Javier Martinez Jimenez

Visiting Scholar in Archaeology and the Ancient World (2025-2026)

Biography

Javier Martínez Jiménez is a classical archaeologist by training, specializing in late antique urbanism and water supplies in the Western Mediterranean. He is currently an EMERGIA Post-doctoral research fellow in the University of Granada's Department of Prehistory and Archaeology. At Granada, his work is focused on the CAUAT – Cultura del Agua Urbana en la Antigüedad Tardía (Urban Water Culture in Late Antiquity) project, a four-year project in which he is assessing the dialectics between water infrastructure and local urban cultures in the late antique Mediterranean, working with published data on urban water infrastructure from across the Mediterranean, combining it with anthropological understandings of local culture and Place Theory. The study will culminate in text that presents the cultural importance of water in four different aspects of the late antique city: civic culture, religious cults, social habitus, and industrial activities. 

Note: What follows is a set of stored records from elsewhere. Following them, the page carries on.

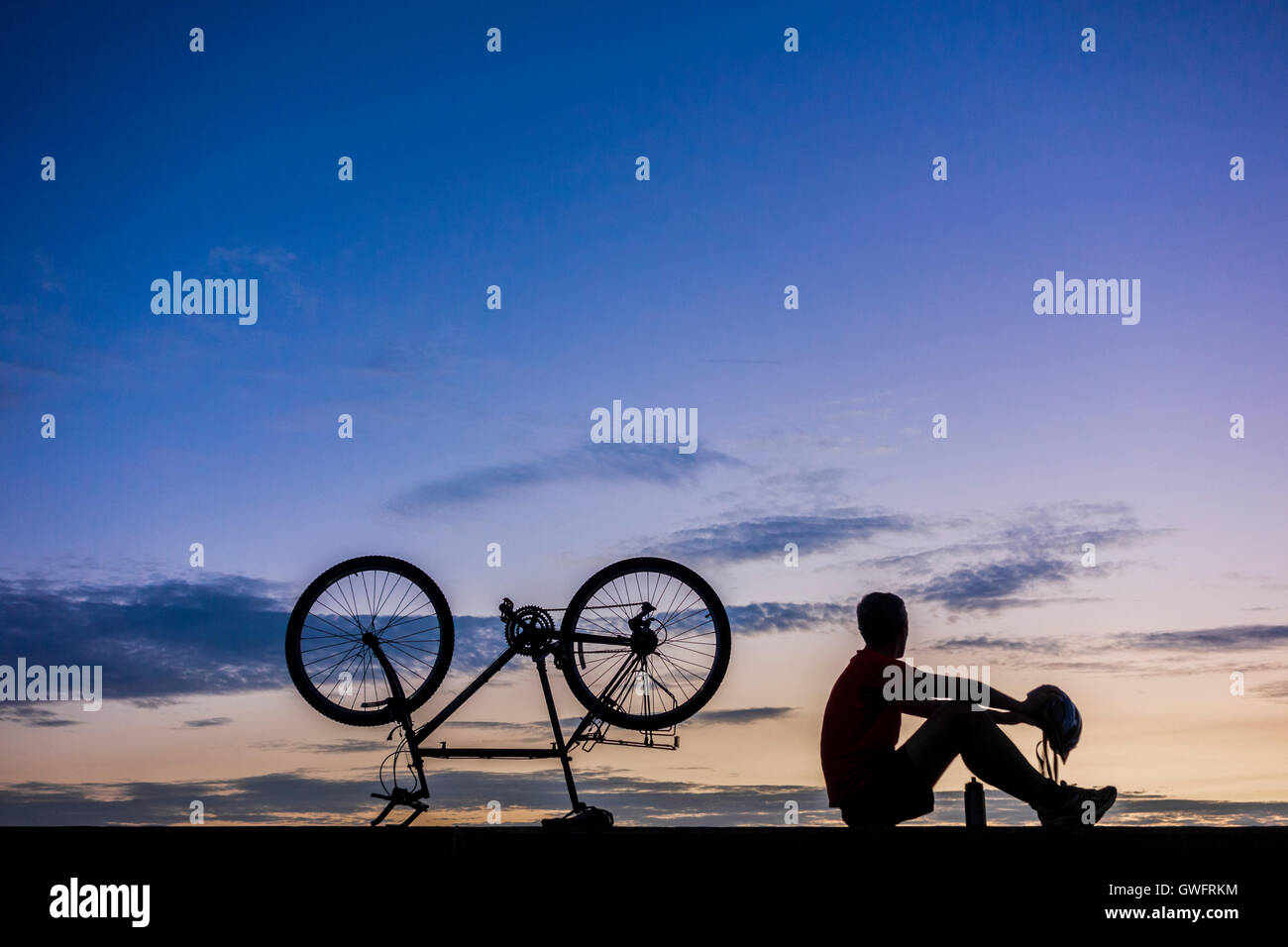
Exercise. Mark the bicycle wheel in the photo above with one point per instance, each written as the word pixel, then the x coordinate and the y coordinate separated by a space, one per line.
pixel 331 667
pixel 649 635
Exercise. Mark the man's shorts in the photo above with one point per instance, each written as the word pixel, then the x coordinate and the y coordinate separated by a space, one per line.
pixel 894 793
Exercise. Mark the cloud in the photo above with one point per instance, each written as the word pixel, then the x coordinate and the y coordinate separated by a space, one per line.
pixel 1043 644
pixel 209 722
pixel 759 539
pixel 158 641
pixel 787 616
pixel 746 715
pixel 30 715
pixel 658 464
pixel 1210 638
pixel 996 585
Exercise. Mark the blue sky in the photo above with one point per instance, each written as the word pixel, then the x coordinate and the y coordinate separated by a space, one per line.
pixel 472 424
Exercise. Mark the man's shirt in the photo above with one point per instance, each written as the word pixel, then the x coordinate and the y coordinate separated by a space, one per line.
pixel 859 725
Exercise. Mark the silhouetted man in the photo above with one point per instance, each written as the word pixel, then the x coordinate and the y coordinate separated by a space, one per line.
pixel 876 785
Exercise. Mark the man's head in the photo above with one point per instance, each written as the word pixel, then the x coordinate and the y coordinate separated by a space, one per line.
pixel 884 622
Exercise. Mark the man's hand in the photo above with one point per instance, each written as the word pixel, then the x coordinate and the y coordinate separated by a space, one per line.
pixel 1035 699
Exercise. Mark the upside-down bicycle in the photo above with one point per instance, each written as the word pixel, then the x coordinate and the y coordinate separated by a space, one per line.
pixel 643 646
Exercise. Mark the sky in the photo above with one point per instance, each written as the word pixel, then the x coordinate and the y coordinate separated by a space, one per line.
pixel 472 424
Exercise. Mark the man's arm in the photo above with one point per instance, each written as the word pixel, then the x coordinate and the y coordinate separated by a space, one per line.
pixel 1003 707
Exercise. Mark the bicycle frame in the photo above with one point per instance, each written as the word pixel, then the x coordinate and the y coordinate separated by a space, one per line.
pixel 542 643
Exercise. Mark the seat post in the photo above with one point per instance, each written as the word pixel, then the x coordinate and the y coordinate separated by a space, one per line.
pixel 558 732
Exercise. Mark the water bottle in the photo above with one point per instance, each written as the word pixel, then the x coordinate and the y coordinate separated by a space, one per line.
pixel 975 804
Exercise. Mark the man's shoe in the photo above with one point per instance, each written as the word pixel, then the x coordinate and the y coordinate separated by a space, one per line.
pixel 1069 812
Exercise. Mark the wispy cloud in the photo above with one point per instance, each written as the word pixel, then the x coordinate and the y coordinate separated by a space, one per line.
pixel 1210 638
pixel 765 538
pixel 658 464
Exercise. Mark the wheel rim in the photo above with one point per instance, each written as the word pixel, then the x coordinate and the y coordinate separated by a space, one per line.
pixel 660 669
pixel 343 672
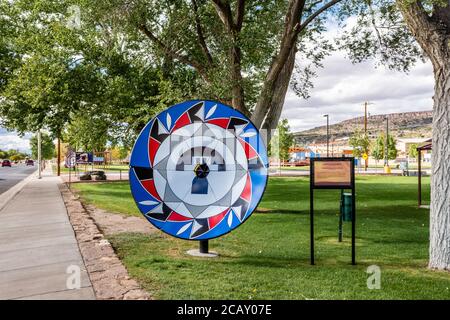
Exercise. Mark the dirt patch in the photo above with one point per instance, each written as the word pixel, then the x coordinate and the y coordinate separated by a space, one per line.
pixel 108 275
pixel 113 223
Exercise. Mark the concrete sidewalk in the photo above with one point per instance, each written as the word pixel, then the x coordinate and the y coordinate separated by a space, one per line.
pixel 38 245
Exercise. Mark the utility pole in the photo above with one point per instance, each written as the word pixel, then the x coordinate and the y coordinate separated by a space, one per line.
pixel 39 154
pixel 366 161
pixel 328 134
pixel 386 149
pixel 59 157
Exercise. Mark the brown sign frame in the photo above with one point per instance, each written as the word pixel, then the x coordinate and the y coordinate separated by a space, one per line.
pixel 351 186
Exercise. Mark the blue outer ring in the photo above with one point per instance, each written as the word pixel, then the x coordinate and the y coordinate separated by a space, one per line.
pixel 140 158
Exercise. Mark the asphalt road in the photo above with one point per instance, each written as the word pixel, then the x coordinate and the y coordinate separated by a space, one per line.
pixel 10 176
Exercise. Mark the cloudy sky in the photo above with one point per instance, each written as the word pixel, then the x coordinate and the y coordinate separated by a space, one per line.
pixel 341 89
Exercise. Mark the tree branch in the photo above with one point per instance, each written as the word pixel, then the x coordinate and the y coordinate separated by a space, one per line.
pixel 223 9
pixel 201 36
pixel 240 14
pixel 319 11
pixel 431 34
pixel 173 54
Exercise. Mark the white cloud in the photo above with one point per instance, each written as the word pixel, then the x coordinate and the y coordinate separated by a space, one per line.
pixel 11 140
pixel 341 88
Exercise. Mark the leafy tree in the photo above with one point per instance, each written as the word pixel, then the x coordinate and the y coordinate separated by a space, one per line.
pixel 243 52
pixel 360 142
pixel 47 146
pixel 412 151
pixel 282 141
pixel 379 148
pixel 397 32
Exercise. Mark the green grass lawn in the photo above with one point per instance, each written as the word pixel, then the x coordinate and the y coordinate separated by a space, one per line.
pixel 83 168
pixel 268 256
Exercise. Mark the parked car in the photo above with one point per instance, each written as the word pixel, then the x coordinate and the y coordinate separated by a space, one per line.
pixel 6 163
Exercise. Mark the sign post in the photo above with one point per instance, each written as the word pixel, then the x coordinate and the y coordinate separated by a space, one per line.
pixel 332 173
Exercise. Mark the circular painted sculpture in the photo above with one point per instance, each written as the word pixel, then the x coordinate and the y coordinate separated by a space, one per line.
pixel 198 170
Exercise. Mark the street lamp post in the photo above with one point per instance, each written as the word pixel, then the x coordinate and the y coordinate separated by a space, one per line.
pixel 328 134
pixel 39 154
pixel 386 149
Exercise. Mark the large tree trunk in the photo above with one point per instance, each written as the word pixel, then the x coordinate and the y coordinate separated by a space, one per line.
pixel 275 106
pixel 440 179
pixel 433 35
pixel 270 93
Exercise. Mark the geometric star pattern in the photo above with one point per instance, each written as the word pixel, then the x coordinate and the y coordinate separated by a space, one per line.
pixel 198 170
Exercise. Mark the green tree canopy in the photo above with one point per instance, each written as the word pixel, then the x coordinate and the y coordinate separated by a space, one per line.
pixel 379 150
pixel 47 146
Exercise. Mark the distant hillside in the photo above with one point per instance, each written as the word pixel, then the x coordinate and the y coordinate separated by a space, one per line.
pixel 401 125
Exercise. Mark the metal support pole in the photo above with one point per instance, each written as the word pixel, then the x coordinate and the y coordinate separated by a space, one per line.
pixel 340 221
pixel 311 212
pixel 386 147
pixel 204 246
pixel 419 176
pixel 328 134
pixel 366 161
pixel 39 154
pixel 353 219
pixel 59 157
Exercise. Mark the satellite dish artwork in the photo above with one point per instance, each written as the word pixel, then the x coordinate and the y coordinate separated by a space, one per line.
pixel 198 170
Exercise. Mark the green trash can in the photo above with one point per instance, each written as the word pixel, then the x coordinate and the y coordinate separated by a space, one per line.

Martinez Jimenez's doctoral thesis is on the aqueducts of the Iberian Peninsula between the fifth and tenth centuries AD, completed at Oxford (2014) under the supervision of Bryan Ward-Perkins. His postdoctoral publications include a handbook on late antique and early medieval archaeology of Iberia (Amsterdam University Press, 2018), the monograph resulting from his thesis (Gorgias Press, 2019), the papers derived from his field projects at Reccopolis (Journal of Roman Archaeology 36.1, 2023) and Casa Herrera (Studies in Late Antiquity 6.1, 2022), and two collaborative articles on applying new methodological approaches to late antique archaeology (Journal of Mediterranean Archaeology 28.1, 201; Early Medieval Europe 31.1, 2023).